Google mengucurkan investasi jumbo Rp240 triliun di Finlandia untuk pusat info AI dan membeli 50 persen pasokan listrik dari PLTN Loviisa.(AFP)
RAKSASA teknologi asal Amerika Serikat, Google, mengumumkan investasi dahsyat senilai 13 miliar euro (sekitar Rp240 triliun) di Finlandia. Langkah jumbo ini dilakukan untuk memperkuat prasarana kepintaran buatan (AI), termasuk kesepakatan membeli hingga separuh dari total produksi listrik salah satu Pembangkit Listrik Tenaga Nuklir (PLTN) di negara tersebut.
Google menyatakan paket investasi ini bakal mendanai pembangunan tiga pusat info baru, memperluas akomodasi nan sudah ada, serta mendukung beragam proyek daya demi memenuhi melonjaknya permintaan jasa AI.
"Ini adalah investasi tunggal terbesar Google di Eropa dan bukti kepemimpinan Finlandia dalam membangun prasarana AI secara bertanggung jawab," tulis Google dalam keterangan resminya.
Perdana Menteri Finlandia, Petteri Orpo, menyambut baik keputusan investasi tersebut.
"Keputusan Google adalah bukti nyata dari kekuatan kami," ujar Orpo dalam sebuah pernyataan.
Sebagai bagian dari kesepakatan, Google menandatangani perjanjian berdurasi 22 tahun dengan perusahaan daya Finlandia, Fortum, untuk membeli hingga 50% daya listrik nan dihasilkan dari PLTN Loviisa.

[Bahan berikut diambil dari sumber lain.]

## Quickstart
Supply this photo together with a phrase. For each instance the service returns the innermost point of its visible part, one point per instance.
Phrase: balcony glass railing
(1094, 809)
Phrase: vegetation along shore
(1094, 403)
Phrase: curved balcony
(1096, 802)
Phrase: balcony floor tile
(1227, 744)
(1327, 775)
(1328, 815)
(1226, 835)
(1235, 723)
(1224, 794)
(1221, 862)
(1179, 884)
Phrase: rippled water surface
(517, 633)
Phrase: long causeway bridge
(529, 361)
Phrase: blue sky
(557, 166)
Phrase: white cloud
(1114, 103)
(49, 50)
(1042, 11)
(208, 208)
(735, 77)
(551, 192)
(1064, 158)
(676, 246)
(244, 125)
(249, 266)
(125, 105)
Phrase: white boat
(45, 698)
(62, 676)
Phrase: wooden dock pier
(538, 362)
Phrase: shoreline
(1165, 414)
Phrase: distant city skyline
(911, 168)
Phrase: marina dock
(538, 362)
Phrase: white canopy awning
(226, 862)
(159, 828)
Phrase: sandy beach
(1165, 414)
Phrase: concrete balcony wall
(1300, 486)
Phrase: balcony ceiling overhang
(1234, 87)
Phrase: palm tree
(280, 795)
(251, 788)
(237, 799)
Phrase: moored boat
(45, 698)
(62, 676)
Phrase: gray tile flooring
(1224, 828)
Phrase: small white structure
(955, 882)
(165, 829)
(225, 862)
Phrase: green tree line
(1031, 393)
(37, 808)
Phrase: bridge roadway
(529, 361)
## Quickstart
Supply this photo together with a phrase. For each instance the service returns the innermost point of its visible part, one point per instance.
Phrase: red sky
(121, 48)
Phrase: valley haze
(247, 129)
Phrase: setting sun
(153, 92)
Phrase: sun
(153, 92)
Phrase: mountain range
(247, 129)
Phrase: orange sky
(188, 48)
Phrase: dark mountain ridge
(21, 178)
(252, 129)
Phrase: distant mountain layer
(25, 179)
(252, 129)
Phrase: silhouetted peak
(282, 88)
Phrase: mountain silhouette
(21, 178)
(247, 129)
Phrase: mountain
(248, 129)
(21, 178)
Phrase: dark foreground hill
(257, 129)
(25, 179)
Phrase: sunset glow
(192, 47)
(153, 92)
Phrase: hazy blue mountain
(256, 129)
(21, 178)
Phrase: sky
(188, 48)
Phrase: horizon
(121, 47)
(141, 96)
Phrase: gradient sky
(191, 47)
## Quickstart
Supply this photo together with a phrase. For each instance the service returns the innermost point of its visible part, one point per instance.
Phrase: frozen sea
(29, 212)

Saat ini, PLTN Loviisa memasok sekitar 10% dari total kebutuhan listrik Finlandia.
Google memproyeksikan investasi ini bisa menyerap lebih dari 37.000 tenaga kerja selama masa bangunan nan dijadwalkan berjalan pada 2027 dan 2028, serta menyumbang 3,6 miliar euro per tahun bagi PDB Finlandia.
"Nilai dari ekonomi info meluas jauh melampaui investasi langsung hingga memicu inovasi, penelitian, dan pengembangan. Memperdalam kerjasama kami dengan Google bakal memberikan faedah berkepanjangan bagi kedua belah pihak," tambah Orpo.
Tiga pusat info baru Google bakal dibangun di Kajaani, Muhos, dan Vaala, di samping ekspansi akomodasi eksisting di Hamina nan sebelumnya merupakan jejak pabrik kertas. Infrastruktur skala besar ini disiapkan untuk mendukung operasional jasa AI seperti Gemini, serta platform utama seperti Google Search, Maps, dan YouTube.
Selain pembangunan fisik, paket investasi mencakup proyek daya bersih dan biaya unik organisasi untuk melestarikan keanekaragaman hayati lokal, pendidikan, penelitian, dan pengembangan tenaga kerja.
"Google bangga dapat memperdalam akar kami di Finlandia," kata Ruth Porat, President dan Chief Investment Officer Alphabet dan Google.
"Investasi ini menegaskan komitmen Google untuk mengembangkan kehadiran kami secara bertanggung jawab, menyelaraskan ekspansi prasarana teknis kami dengan kapabilitas daya baru, peningkatan jaringan listrik, serta inisiatif keterjangkauan energi," lanjut Porat.
Di sisi lain, kesepakatan dengan Fortum memberikan kepastian finansial jangka panjang bagi PLTN Loviisa. Pihak Fortum menegaskan komitmen Google bakal mendukung program investasi perusahaan untuk memperpanjang usia operasional sekaligus meningkatkan kapabilitas pembangkitan listrik di stasiun nuklir tersebut.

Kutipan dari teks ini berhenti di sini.